A number of tools and techniques I use are based on my study of Development Management and Systems Thinking at the Open University. Two Systems approaches play a key role in how I frame research management and handle difficult situations.

  • Soft System Methodology (SSM) developed by Peter Checkland is an approach for tackling problematical, messy situations of all kinds. It is an action-oriented process of inquiry into problematic situations in which users learn their way from finding out about the situation, to taking action to improve it. The learning emerges via an organised process in which the situation is explored using a set of models of purposeful action (each built to encapsulate a single worldview) as intellectual devices, or tools, to inform and structure discussion about a situation and how it might be improved (source:  Systems Approaches to Managing Change: A Practical Guide)
  • Viable System Model (VSM) by Stafford Beer is a conceptual model concerned with the dynamic structure that determines the adaptive connectivity of the parts of the organisation or organism; what it is that enables it to adapt and survive in a changing environment. At the foundation of the model is the concept of variety, the number of possible activities of the parts and the necessity to limit these to those required for survival. The breakthrough in developing the model was the understanding that this could only be achieved with a fractal (recursive) layered structure (adapted from source ibid.).

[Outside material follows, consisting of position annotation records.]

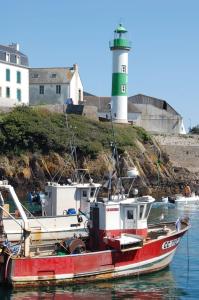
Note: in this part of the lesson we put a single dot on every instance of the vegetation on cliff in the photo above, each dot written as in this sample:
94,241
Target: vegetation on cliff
35,145
38,130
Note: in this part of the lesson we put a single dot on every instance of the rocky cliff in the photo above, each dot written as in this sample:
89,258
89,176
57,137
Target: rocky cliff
31,156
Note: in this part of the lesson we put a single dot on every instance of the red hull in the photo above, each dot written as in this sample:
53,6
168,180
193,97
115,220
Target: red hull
153,256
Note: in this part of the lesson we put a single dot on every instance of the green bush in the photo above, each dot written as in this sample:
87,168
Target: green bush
38,130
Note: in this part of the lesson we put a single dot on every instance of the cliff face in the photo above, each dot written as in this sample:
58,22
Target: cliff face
35,146
158,176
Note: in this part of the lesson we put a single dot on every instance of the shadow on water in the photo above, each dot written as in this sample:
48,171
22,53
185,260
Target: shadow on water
179,281
160,285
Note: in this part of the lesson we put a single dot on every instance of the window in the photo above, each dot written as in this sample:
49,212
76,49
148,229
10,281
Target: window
141,211
41,89
58,89
123,68
18,94
18,59
84,193
7,56
79,95
7,92
123,88
165,105
7,74
18,77
130,214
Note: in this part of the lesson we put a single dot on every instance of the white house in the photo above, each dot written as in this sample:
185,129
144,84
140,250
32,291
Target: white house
55,85
14,76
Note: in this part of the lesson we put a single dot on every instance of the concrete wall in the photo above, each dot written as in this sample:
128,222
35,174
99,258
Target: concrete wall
154,119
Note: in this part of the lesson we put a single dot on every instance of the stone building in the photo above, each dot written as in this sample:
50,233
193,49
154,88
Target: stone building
55,85
14,76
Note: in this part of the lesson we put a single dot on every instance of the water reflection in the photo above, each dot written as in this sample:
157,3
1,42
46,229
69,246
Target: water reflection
160,285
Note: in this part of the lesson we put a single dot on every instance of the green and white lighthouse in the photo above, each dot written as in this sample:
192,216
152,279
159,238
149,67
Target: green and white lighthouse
119,97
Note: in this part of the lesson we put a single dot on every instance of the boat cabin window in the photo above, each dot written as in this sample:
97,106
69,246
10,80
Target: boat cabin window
142,211
130,214
148,208
92,192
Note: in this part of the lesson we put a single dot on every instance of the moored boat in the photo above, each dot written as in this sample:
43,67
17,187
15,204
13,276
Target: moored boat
63,211
120,244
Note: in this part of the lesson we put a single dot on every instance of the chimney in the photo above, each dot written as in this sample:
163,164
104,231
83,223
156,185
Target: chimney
75,67
14,46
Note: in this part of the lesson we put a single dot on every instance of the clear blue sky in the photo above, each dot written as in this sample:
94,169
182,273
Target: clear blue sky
164,61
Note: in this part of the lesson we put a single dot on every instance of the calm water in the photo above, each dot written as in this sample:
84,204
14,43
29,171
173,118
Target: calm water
179,281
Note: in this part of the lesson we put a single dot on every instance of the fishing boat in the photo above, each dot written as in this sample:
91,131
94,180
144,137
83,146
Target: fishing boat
63,211
120,243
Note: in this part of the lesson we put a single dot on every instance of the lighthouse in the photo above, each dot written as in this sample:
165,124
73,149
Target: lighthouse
120,46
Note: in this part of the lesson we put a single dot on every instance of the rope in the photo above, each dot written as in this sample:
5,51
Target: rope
187,257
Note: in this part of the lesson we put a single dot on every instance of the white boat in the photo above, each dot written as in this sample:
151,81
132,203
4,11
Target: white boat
63,213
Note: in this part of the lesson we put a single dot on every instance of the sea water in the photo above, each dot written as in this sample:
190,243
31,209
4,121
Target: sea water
178,281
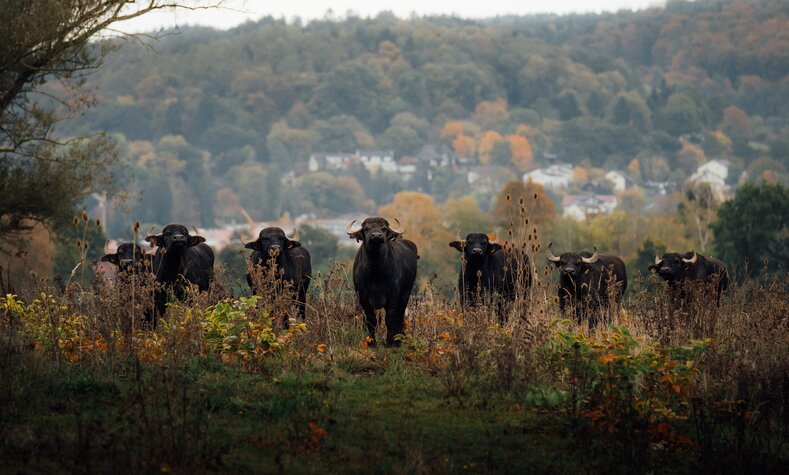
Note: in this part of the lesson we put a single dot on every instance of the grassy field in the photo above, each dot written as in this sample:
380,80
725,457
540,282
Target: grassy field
219,387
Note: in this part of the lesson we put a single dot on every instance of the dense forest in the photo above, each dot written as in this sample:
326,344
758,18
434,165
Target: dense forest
213,120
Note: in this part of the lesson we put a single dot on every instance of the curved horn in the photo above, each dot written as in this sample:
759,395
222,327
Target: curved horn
591,260
549,254
349,229
398,229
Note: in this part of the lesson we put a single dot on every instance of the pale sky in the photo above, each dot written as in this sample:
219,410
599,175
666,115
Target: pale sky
239,11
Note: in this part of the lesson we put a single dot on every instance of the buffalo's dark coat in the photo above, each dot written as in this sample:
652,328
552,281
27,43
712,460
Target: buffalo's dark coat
180,260
291,259
589,287
384,272
129,258
488,269
675,269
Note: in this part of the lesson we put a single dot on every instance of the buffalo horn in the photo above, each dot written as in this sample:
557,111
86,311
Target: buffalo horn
549,254
349,229
398,229
590,260
692,260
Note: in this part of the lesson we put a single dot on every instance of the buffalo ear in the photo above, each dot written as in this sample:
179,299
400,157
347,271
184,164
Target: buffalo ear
153,239
459,245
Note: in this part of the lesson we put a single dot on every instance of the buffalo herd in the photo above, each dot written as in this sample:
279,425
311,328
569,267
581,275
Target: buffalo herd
384,272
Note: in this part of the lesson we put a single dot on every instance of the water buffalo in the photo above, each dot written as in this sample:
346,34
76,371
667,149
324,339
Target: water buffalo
290,259
384,272
588,281
128,257
180,260
678,269
487,269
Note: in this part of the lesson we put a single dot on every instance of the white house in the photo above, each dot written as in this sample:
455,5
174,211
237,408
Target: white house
618,179
554,176
374,160
581,207
713,174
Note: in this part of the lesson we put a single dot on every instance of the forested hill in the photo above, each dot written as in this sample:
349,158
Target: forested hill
232,111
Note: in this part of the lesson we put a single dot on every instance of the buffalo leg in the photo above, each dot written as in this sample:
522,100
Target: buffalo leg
394,324
370,322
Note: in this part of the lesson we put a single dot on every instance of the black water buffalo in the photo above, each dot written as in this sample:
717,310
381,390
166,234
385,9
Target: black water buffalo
384,272
587,281
489,270
290,258
180,260
678,269
128,258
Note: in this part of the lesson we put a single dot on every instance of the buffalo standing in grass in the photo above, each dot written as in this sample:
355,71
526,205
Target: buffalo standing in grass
679,270
488,269
587,282
290,259
128,258
180,260
384,272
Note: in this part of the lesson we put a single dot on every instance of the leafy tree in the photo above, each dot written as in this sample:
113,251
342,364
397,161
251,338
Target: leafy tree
464,214
321,243
646,256
754,227
681,115
48,53
421,220
518,201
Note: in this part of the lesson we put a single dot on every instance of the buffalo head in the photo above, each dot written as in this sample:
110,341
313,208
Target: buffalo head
173,236
272,242
571,264
476,245
374,232
672,266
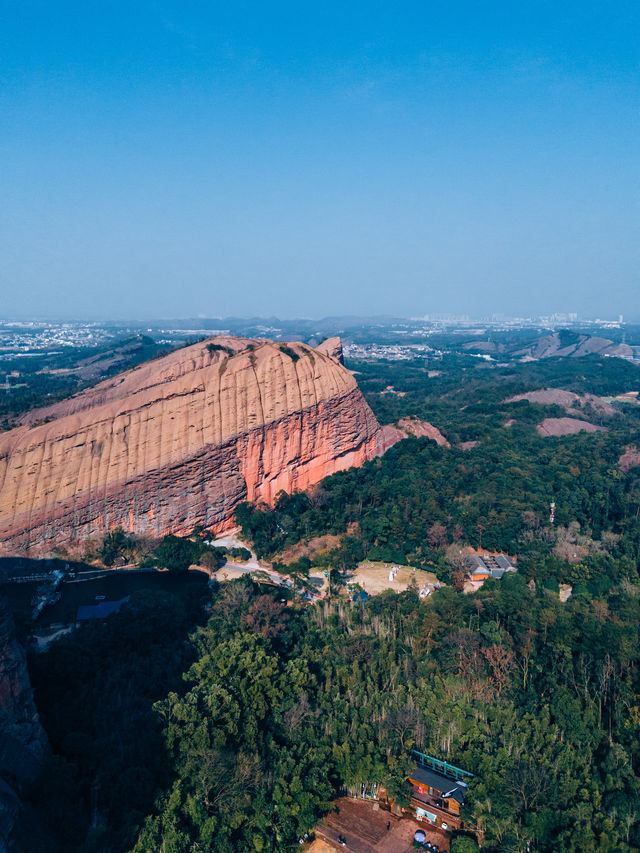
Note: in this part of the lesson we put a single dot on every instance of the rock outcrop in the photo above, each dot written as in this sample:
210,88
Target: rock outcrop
180,441
23,743
565,426
392,433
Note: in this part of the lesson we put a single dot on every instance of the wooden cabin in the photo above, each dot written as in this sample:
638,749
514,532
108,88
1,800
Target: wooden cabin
438,790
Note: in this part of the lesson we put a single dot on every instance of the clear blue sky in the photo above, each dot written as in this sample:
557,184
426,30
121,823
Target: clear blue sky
304,159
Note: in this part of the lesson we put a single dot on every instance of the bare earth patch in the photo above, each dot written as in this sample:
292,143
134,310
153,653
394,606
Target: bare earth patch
310,548
565,426
374,577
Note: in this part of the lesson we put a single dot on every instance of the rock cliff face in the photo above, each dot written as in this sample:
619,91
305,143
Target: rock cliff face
180,441
23,743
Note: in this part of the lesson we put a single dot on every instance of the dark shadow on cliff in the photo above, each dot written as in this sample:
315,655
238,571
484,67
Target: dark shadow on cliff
95,691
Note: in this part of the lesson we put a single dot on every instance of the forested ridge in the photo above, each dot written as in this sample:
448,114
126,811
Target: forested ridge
283,708
179,730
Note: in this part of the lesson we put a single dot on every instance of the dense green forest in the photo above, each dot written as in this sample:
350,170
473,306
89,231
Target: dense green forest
176,728
420,503
284,708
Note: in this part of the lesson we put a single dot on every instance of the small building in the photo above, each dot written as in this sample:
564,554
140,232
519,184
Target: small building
438,790
488,566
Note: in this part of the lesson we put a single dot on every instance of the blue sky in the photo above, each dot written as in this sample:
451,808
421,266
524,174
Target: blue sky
164,159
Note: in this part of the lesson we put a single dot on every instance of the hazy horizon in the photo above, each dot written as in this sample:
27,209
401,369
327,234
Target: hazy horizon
168,161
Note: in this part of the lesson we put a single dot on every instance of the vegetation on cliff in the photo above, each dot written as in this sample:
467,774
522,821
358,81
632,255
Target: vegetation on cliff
281,709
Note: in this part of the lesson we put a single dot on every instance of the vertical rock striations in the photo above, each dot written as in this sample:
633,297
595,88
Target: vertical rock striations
180,441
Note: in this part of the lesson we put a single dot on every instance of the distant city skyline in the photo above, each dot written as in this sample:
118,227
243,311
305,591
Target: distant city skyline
166,160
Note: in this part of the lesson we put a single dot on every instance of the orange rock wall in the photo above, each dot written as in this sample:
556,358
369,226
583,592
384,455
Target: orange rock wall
180,441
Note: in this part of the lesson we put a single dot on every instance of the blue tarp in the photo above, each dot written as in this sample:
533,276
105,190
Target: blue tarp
99,611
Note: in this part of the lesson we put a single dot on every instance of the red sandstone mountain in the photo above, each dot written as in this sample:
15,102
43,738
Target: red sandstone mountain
180,441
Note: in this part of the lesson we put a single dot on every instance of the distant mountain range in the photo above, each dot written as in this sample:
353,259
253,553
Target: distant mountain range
562,344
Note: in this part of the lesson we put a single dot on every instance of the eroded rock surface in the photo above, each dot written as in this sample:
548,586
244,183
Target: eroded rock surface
180,441
565,426
23,743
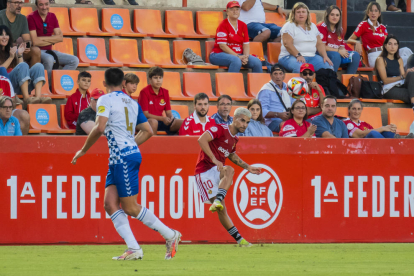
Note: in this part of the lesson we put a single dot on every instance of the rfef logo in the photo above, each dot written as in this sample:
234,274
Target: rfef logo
258,198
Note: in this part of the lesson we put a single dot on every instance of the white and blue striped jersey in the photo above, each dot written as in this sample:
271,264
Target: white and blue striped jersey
123,115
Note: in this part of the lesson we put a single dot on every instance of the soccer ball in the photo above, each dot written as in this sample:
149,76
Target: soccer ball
297,88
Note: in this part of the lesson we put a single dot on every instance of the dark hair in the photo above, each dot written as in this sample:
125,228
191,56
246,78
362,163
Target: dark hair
200,96
293,107
114,77
256,101
155,71
338,26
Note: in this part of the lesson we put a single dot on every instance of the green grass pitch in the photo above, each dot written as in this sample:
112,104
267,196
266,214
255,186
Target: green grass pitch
266,259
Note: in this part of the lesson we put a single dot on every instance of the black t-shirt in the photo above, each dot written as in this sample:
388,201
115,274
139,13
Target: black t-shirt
86,115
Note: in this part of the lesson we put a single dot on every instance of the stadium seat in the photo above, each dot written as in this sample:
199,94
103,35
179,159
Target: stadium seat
62,15
157,52
402,118
194,83
231,84
208,21
93,51
178,49
86,20
118,22
180,22
149,22
66,47
43,117
128,58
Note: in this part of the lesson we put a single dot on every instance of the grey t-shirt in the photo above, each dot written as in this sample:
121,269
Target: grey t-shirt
18,27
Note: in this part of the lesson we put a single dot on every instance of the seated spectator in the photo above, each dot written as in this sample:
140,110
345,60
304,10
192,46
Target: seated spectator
232,47
398,84
16,22
297,126
360,129
253,14
199,121
86,119
337,50
222,116
257,126
45,32
300,41
154,100
275,99
9,125
79,100
328,126
23,79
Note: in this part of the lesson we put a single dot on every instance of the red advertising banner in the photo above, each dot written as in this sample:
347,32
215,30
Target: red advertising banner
310,190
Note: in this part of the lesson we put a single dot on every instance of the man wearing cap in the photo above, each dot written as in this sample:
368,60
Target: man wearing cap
275,99
86,119
253,14
315,95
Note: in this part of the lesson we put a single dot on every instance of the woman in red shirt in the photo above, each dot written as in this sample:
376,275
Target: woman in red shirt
232,47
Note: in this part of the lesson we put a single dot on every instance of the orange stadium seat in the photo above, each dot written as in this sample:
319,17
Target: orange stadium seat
93,51
208,21
402,118
43,117
86,20
62,15
194,83
128,58
180,22
118,22
231,84
149,22
178,49
157,52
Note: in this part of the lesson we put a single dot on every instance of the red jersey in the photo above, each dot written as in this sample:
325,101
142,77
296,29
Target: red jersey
234,38
352,126
193,126
371,39
292,129
222,145
154,104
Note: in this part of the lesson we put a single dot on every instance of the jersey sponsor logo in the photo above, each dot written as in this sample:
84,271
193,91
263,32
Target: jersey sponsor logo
258,198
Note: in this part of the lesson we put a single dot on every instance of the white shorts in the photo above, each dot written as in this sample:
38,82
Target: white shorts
207,184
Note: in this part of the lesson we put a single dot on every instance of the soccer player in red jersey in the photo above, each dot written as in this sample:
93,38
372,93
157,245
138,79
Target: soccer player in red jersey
213,178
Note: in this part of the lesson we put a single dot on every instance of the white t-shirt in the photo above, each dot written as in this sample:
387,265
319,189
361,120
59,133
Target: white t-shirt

Finally, management does not occur in a vacuum but in a complex, ever changing human and physical environment with its conflicts, friends and foes and power relationships.

  • Critical System Heuristics (CSH) provides both the philosophical foundation and a practical framework for critical systems thinking. Developed by Werner Ulrich, CSH guides my understanding and actions for managing human relationships in contested situations, first to build on everybody’s skills and knowledge but also to identify and limit the potential damages that dysfunctional relationships may cause (read An introduction to CSH).

There is no one-size-fits-all way to manage research and people but flexibility, openness, patience and the desire to learn from situations and from people are key to successful management.